Innovation That Matters

Reuser provides their container service to cafés, restaurants, offices, and events | Photo source Reuser/IDC

A vegetable-oil-based reusable coffee cup

Food & Drink

A startup focusing on circular takeaway products has developed a reusable cup made from bioplastic

Spotted: Getting the world down to net zero is going to require changes in virtually every aspect of our daily lives. A case in point is the humble disposable coffee cup – a morning staple. According to The Guardian, in 2020 Britain alone used more than 2.5 billion of them. That is a lot of wasted trees, energy, and water, with around 1.5 billion litres of it required annually to produce these cups just for the UK.

Reusable takeaway container service Reuser recently teamed up with product developer IDC and injection moulding firm Naiad Plastic, to create a reusable coffee cup. The cup is made from a bioplastic composed of excess cooking and vegetable oil and crop waste – a Bio-Polypropylene created by the Borealis Group – which replaces the commonly used fossil-fuel-based plastic alternatives. The cup is intended for use in Reuser’s container service.

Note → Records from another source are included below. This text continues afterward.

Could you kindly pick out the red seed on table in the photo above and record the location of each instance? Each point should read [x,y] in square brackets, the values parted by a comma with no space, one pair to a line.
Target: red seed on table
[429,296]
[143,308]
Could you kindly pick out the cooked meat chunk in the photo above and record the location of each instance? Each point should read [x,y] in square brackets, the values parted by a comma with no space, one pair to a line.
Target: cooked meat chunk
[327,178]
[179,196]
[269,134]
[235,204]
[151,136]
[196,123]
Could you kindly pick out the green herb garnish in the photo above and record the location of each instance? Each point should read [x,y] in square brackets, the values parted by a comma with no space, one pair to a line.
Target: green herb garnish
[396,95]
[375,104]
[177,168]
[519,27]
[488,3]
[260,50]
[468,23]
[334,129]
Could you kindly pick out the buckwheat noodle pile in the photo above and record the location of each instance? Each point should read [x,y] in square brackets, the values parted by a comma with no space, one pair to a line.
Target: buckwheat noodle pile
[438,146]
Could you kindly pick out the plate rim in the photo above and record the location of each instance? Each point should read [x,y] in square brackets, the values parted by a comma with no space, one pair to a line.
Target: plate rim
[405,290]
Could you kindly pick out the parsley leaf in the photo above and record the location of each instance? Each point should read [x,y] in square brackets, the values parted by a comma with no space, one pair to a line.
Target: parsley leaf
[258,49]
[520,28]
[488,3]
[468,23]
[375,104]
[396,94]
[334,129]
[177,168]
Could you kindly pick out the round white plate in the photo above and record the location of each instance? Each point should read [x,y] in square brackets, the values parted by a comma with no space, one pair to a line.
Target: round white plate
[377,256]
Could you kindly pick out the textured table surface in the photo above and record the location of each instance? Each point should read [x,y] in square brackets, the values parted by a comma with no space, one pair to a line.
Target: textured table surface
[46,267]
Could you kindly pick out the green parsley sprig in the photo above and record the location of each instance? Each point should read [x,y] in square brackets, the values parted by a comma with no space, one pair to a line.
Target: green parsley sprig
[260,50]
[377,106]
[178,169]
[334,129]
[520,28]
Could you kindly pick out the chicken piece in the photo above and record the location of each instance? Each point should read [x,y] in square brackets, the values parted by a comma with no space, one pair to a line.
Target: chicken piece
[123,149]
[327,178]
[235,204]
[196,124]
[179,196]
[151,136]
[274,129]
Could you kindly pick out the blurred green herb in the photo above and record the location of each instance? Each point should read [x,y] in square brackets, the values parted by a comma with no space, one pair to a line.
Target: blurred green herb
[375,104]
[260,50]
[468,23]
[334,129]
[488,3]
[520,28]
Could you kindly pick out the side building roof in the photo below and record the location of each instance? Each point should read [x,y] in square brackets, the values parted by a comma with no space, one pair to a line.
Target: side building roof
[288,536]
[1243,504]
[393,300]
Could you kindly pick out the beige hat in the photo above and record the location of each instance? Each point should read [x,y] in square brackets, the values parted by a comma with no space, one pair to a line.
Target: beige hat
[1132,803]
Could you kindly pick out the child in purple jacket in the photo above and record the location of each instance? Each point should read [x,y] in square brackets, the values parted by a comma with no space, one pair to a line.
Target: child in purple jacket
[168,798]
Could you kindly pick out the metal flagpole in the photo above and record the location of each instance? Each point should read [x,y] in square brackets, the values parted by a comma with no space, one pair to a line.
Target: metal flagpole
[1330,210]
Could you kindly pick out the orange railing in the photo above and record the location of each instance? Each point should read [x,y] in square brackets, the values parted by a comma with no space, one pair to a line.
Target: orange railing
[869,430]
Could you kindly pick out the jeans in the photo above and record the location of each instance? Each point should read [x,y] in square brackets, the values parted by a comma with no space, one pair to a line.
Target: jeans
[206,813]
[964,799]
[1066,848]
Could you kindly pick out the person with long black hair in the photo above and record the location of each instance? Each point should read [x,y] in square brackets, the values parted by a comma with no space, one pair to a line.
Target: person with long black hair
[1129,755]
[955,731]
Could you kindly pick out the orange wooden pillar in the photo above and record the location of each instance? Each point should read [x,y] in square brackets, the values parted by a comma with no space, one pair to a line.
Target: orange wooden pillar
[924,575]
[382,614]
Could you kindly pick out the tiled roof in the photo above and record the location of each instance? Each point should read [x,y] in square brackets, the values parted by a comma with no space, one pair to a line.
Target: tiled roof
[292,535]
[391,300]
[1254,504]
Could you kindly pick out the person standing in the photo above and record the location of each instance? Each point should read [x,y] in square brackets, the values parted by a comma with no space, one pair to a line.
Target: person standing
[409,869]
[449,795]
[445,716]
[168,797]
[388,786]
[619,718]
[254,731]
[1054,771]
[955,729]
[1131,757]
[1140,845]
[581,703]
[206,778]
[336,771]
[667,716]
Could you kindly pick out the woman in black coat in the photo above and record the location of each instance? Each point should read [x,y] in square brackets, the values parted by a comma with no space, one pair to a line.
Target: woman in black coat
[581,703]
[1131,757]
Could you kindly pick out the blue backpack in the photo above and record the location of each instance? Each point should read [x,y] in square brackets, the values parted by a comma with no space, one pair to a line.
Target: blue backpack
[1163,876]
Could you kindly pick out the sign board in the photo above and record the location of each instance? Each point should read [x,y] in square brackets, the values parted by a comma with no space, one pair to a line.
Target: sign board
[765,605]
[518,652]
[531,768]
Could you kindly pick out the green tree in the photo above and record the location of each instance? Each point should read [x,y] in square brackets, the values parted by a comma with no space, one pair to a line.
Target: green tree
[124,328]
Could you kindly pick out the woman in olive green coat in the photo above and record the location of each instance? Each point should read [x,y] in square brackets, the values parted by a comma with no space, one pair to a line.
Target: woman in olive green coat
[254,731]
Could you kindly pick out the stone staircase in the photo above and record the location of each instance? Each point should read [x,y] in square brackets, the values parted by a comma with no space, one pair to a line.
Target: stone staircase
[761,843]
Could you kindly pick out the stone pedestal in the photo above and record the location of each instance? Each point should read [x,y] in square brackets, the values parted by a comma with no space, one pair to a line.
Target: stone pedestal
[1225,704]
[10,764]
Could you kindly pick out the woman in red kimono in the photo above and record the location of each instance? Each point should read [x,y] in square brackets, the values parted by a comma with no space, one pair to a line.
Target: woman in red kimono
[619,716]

Customers who buy food or drink at one of Reuser’s partner outlets scan the QR code by the till and select the number of cups or food packaging needed for their order. After they’ve finished, customers can bring back the packaging to return bins located at all partner locations – registering the return by scanning the QR code. The packaging is then collected, cleaned, and redistributed. The whole system works through a dedicated app.

The company explains: “Reuser stands apart from your average off-the-shelf reusable cup, implementing an end-to-end system that systemically tackles the impact of food and drink packaging at source, removing the customer-led approach that has fallen short of providing a net zero alternative.”

Bioplastics are showing up in a host of new products, and are made from a myriad of materials. Some of the innovations in bioplastic Springwise has spotted include plastics made from algae, and edible food packaging made from kelp.